A cancer expert in Nebraska is applauding a new federal report that recommends screening people who are at high-risk for lung cancer with annual low-dose CT scans.
Dr. Alissa Marr, a lung cancer physician at the University of Nebraska Medical Center in Omaha, says the scans could prevent a substantial number of deaths.
Dr. Marr says, “By screening in this high risk population, you get about a 20% decrease in lung cancer mortality rates which is a significant amount when you look at how common lung cancer is.”
Lung cancer is the #1 cause of cancer deaths in both women and men in Nebraska and nationwide. In women, it causes more deaths than breast and ovarian cancer combined.
The draft report is from the U.S. Preventive Services Task Force. Public comments will be taken on the report through August 26th, when a final recommendation on the use of CT scans will be made.
Marr says, “If they make a recommendation to start doing screening, probably the biggest benefit we’ll see is that insurance companies really should start paying for it.”
Smoking is the top risk factor for developing lung cancer, resulting in about 85% of lung cancer cases nationwide. The risk for developing lung cancer also increases with age, with most lung cancers occurring in people age 55 and older.
The more you smoke over time, the more at risk you are for lung cancer, so Marr says these proposed CT scans could save lives.

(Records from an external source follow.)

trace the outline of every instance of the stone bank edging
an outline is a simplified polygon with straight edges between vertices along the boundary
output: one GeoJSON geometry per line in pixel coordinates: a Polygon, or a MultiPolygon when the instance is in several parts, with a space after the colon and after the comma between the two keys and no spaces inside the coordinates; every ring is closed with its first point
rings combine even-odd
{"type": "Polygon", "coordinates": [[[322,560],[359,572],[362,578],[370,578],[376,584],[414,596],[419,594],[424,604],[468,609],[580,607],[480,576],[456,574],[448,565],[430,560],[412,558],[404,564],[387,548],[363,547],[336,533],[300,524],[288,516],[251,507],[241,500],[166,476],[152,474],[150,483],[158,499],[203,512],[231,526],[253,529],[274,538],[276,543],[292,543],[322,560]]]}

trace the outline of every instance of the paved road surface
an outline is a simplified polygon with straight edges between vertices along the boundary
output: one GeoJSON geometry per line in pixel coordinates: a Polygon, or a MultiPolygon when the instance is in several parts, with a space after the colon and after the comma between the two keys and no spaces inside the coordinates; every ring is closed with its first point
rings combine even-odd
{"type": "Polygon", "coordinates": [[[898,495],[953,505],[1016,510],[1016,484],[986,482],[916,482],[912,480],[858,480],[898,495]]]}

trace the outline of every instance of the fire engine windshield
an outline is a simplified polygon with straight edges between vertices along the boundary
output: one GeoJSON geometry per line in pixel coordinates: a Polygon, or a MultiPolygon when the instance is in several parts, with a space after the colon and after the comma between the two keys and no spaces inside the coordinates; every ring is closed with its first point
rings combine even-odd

“This is the first, really large-scale trial that’s shown some benefit to doing lung cancer screening,” Marr says. “I think there’s still a lot of details that still need to be worked out. This is the right thing to do to get public comment and that before they make their official final recommendation.”
Nearly nine in ten people who develop lung cancer will die from the disease, in part, because it’s often not found until it’s advanced. By screening those at high risk, lung cancer in earlier stages is more likely to be treatable.